Ang says the price premium is less important than feeling that he's doing something about climate change and dependence on overseas oil.
"We all make decisions not based on cost. We buy big houses, big SUVs, iPhones, iPads, not because they save us money. It's because they make us feel good," he said.
Toyota Motor Co.'s Prius hybrid cars were the runaway best-sellers last month. They made up 57 percent of all hybrids and electrics sold. The Prius C, an entry-level hybrid that is 19 inches shorter and $5,000 cheaper than the regular Prius, sold nearly 4,900 in March, its first month on the market.

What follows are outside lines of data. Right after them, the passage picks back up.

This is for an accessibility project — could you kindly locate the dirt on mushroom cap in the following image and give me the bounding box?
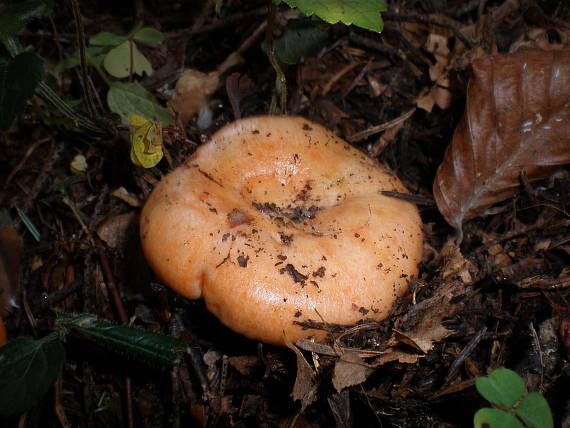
[141,117,423,344]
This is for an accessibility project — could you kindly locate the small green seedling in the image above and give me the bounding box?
[89,26,165,79]
[473,368,554,428]
[0,313,186,418]
[273,0,388,32]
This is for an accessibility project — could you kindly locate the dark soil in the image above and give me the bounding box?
[0,0,570,427]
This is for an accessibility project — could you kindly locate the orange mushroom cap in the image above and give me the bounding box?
[141,116,423,345]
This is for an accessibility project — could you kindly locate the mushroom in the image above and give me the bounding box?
[141,116,423,345]
[0,318,8,346]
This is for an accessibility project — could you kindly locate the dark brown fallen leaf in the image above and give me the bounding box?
[333,350,373,392]
[433,49,570,240]
[0,226,22,317]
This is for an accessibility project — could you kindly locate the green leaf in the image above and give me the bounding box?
[57,313,186,365]
[516,392,554,428]
[0,0,53,40]
[0,52,44,131]
[107,82,171,126]
[475,368,525,408]
[103,40,152,79]
[273,0,388,32]
[263,19,327,64]
[0,333,65,418]
[133,27,165,48]
[89,31,127,46]
[473,407,524,428]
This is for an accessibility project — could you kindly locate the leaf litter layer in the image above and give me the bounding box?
[0,1,570,427]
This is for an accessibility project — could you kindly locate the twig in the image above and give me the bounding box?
[380,190,435,206]
[443,326,487,385]
[4,137,51,189]
[347,107,416,143]
[265,3,287,114]
[168,6,267,38]
[382,12,473,49]
[70,0,97,117]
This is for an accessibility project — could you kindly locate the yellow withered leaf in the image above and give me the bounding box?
[129,114,163,168]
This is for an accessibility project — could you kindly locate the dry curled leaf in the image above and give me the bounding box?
[433,50,570,238]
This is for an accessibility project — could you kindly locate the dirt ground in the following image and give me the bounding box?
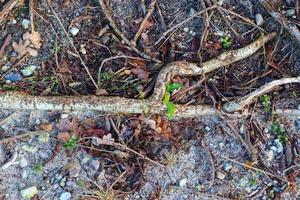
[0,0,300,200]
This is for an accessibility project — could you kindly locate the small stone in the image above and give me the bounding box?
[38,132,49,143]
[5,73,23,82]
[22,144,38,153]
[183,27,190,33]
[224,163,233,171]
[70,27,79,36]
[22,19,30,29]
[219,142,225,148]
[21,65,38,76]
[179,178,187,187]
[266,150,274,161]
[59,192,72,200]
[20,158,28,168]
[216,171,226,180]
[21,186,38,200]
[204,126,211,132]
[61,113,69,119]
[285,8,296,17]
[255,13,264,26]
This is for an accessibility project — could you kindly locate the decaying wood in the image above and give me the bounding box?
[259,0,300,45]
[0,0,19,25]
[223,76,300,112]
[0,33,288,119]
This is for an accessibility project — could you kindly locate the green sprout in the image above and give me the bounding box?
[64,135,79,150]
[220,35,232,49]
[163,83,183,119]
[260,95,271,113]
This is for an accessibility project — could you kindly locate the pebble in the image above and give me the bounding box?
[59,192,72,200]
[21,170,28,179]
[255,13,264,26]
[224,163,233,171]
[70,27,79,36]
[20,158,28,168]
[266,149,274,161]
[183,27,190,33]
[22,19,30,29]
[285,8,296,17]
[5,73,23,82]
[189,8,197,17]
[179,178,187,187]
[21,186,38,200]
[295,119,300,130]
[21,65,37,76]
[216,171,226,180]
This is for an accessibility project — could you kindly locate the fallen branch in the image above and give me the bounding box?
[0,33,275,119]
[259,0,300,45]
[223,76,300,112]
[131,0,157,47]
[0,0,19,26]
[99,0,161,63]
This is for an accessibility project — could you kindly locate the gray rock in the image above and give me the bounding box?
[255,13,264,26]
[59,192,72,200]
[20,157,28,168]
[22,19,30,29]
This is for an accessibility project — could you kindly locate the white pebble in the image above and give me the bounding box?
[255,13,264,26]
[22,19,30,29]
[70,27,79,36]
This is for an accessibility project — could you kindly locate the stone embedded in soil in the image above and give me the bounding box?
[22,19,30,29]
[21,65,38,76]
[20,158,28,168]
[21,186,38,200]
[255,13,264,26]
[216,171,226,180]
[70,27,79,36]
[59,192,72,200]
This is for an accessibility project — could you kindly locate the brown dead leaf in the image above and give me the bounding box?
[12,31,42,58]
[57,132,71,142]
[131,68,150,81]
[40,123,53,132]
[23,31,42,49]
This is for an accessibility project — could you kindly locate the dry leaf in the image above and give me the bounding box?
[40,123,52,132]
[57,132,71,142]
[23,31,42,49]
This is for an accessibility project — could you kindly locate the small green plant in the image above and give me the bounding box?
[33,163,43,174]
[165,149,177,166]
[163,83,183,119]
[220,35,232,49]
[260,94,271,113]
[271,120,286,144]
[64,135,79,150]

"The success of the Prius C shows there is a strong appetite for a cheap, fuel-efficient hybrid vehicle," Caldwell said.
Toyota is selling two other versions of the Prius that it didn't have last March: the Prius V wagon and a plug-in version of the Prius that drives longer on battery power. Those added another 5,800 sales to Toyota's bottom line.
Mark Chasey, general manager of McEleney Toyota in Clinton, Iowa, said about half of the cars his dealership sells are hybrids. He could sell even more if they weren't in such tight supply. Toyota currently has a 17-day supply of Priuses, far less than the optimal 60 days.
Toyota also had the second best-selling hybrid last month, the Camry hybrid. After the Camry, the biggest selling hybrids were the Lexus CT and hybrid versions of the Chevrolet Malibu, Hyundai Sonata and Buick LaCrosse.